## `genalog.text` module:
This module is responsible for:

- Text alignment
- NER label propagation using text alignment results

`genalog` provides two methods of alignment:
1. `genalog.text.anchor.align_w_anchor()`
1. `genalog.text.alignment.align()`

`align_w_anchor()` implements the Recursive Text Alignment Scheme (RETAS) from the paper [A Fast Alignment Scheme for Automatic OCR Evaluation of Books](https://ieeexplore.ieee.org/abstract/document/6065412) and works best on longer text strings, while `align()` implement the [Needleman-Wunsch algorithm](https://en.wikipedia.org/wiki/Needleman%E2%80%93Wunsch_algorithm) and works best on shorter strings.

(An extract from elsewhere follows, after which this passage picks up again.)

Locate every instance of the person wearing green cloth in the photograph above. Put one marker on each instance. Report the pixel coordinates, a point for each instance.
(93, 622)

We recommend using the `align_w_anchor()` method on inputs longer than **200 characters**. Both methods share the same function contract and are interchangeable. 

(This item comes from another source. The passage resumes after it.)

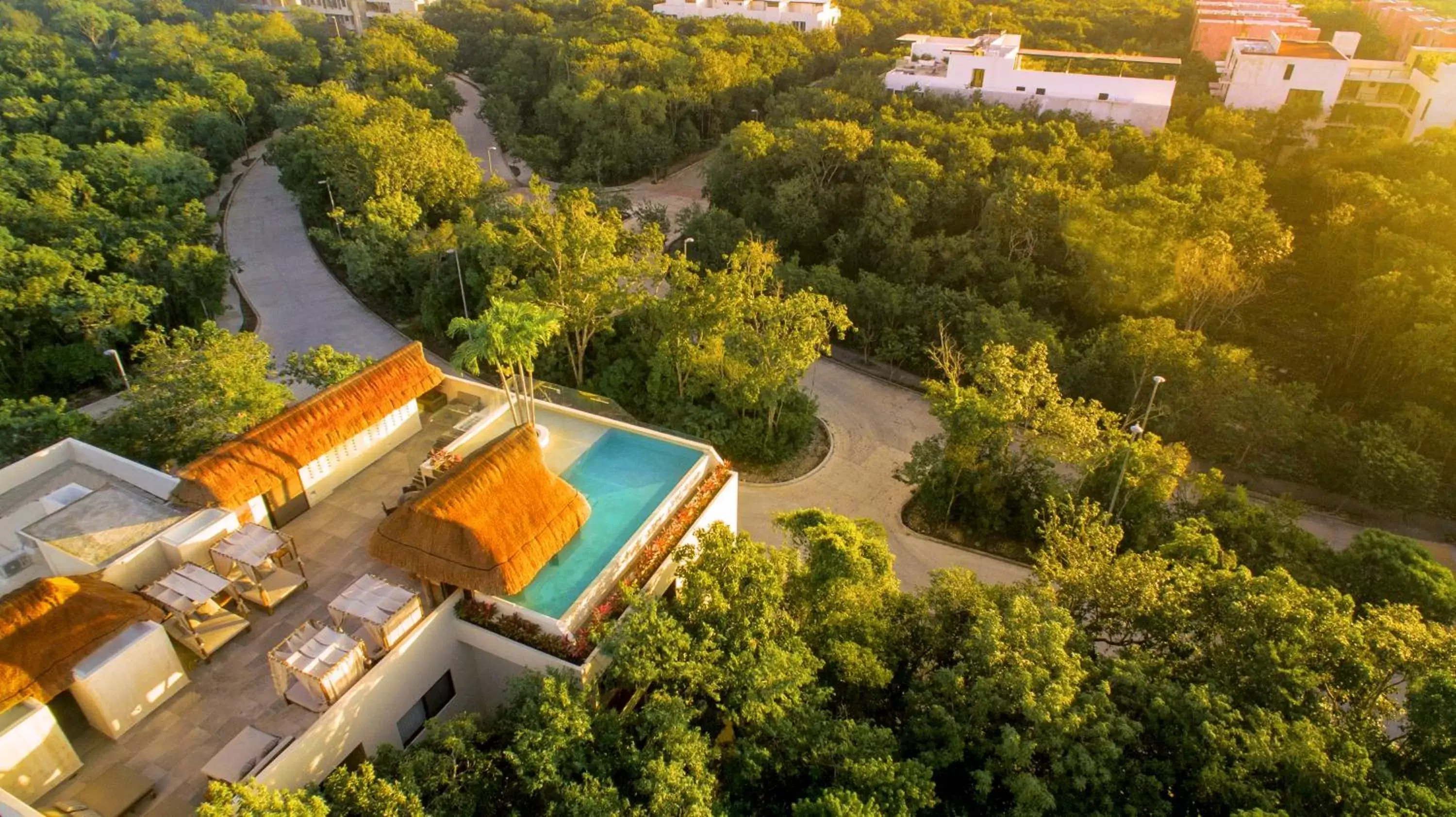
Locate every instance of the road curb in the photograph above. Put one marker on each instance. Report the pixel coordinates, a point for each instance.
(959, 547)
(251, 313)
(829, 432)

We use [Biopython](https://biopython.org/)'s implementation of the Needleman-Wunsch algorithm for text alignment.
This algorithm is an exhaustive search for all possible candidates with dynamic programming. 
It produces weighted score for each candidate and returns those having the highest score. 
(**NOTE** that multiple candidates can share the same score)

This algorithm has 4 hyperparameters for tuning candidate scores:
1. **Match Reward** - how much the algorithm rewards matching characters
1. **Mismatch Penalty** - how much the algorithm penalizes mismatching characters
1. **Gap Penalty** - how much the algorithm penalizes for creating a gap with a GAP_CHAR (defaults to '@')
1. **Gap Extension Penalty** - how much the algorithm penalizes for extending a gap (ex "@@@@")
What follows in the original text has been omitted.